Soares - Não é bem isso, porque o PP na Assembleia votou mais contra o governo do que com ele. Foi feito um levantamento sobre isso e enviado para a senadora. Estamos levando essa informação aos dirigentes em encontros no Interior. O que chamou muito a atenção foi que, quando houve o pedido de comissão parlamentar de inquérito (CPI do Departamento Autônomo de Estradas de Rodagem, o Daer, em março), todos os partidos esperavam que o PP fosse assinar. Não o fazendo, acharam que estávamos numa posição de dubiedade. E não é verdade. Estávamos apenas analisando se havia objeto para fazer uma CPI.
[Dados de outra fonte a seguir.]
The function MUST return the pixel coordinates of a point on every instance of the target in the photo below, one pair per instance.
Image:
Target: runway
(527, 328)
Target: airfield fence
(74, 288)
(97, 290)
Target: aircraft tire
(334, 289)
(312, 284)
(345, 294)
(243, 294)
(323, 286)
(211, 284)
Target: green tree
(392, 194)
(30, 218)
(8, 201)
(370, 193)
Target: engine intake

JC - Após a vitória no primeiro turno, Tarso fez vários movimentos em direção ao PP. Chegou a se cogitar que o partido pudesse aderir ao governo.
Soares - Ele quis mostrar ao povo rio-grandense que gostaria que houvesse uma pacificação no Estado. Terminada a contenda eleitoral, é dos vencedores o dever ético e político de mostrar que ele não vem com propósitos revanchistas. Nunca foi oferecido praticamente nada ao partido, até porque não havia esse intuito nem por parte do governo nem por parte do PP.
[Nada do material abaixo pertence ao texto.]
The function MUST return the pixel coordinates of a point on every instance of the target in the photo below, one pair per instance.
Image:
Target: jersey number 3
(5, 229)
JC - A senadora Ana Amélia Lemos surgiu como nova liderança do PP no Estado. Com os números da eleição para o Senado, ela se credencia para disputar o Piratini em 2014?
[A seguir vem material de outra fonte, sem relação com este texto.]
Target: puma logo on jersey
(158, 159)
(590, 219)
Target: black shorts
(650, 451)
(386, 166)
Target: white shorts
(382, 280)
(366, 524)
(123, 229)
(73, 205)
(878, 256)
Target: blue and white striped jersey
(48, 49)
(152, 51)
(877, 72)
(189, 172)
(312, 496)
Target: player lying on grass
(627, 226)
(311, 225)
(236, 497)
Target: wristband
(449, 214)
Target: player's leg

Soares - Não há dúvida de que ela é uma liderança emergente e preparada. Mas tem muito o que fazer dentro do Senado para se credenciar ainda mais. Ela deu o primeiro passo no campo político. Se a eleição fosse agora, seria nossa candidata ao governo do Estado.
Perfil
Jair Soares tem 77 anos e é natural de Porto Alegre. Ingressou no antigo PSD quando fazia política estudantil. Graduado em Odontologia e Direito, também atuou como corretor de imóveis. Mas foi no serviço público que fez carreira. Era funcionário concursado do Estado quando foi chamado para trabalhar na Secretaria de Obras Públicas no primeiro governo (1955-1959) de Ildo Meneghetti. Também atuou no Instituto Riograndense do Arroz (Irga) e em diversos cargos na Assembleia Legislativa. Com o bipartidarismo após o golpe militar, filiou-se à Arena. Foi presidente da Comissão Estadual de Compras, secretário estadual da Administração e secretário da Saúde. Em 1978, concorreu pela primeira vez a um cargo eletivo. Fez 100 mil votos para deputado federal. No Congresso, foi chamado pelo presidente João Figueiredo para ser ministro da Previdência, onde permaneceu de 1979 a 1982. Neste ano, já no PDS, venceu a primeira eleição direta na redemocratização para o governo do Estado. Depois, foi vereador em Porto Alegre, deputado federal e deputado estadual, cargo para o qual não foi reeleito em 2006, pelo PP. Atualmente, é presidente da Fundação Walter Peracchi de Barcellos, que é ligada à Brigada Militar - é o primeiro civil que coordena a instituição.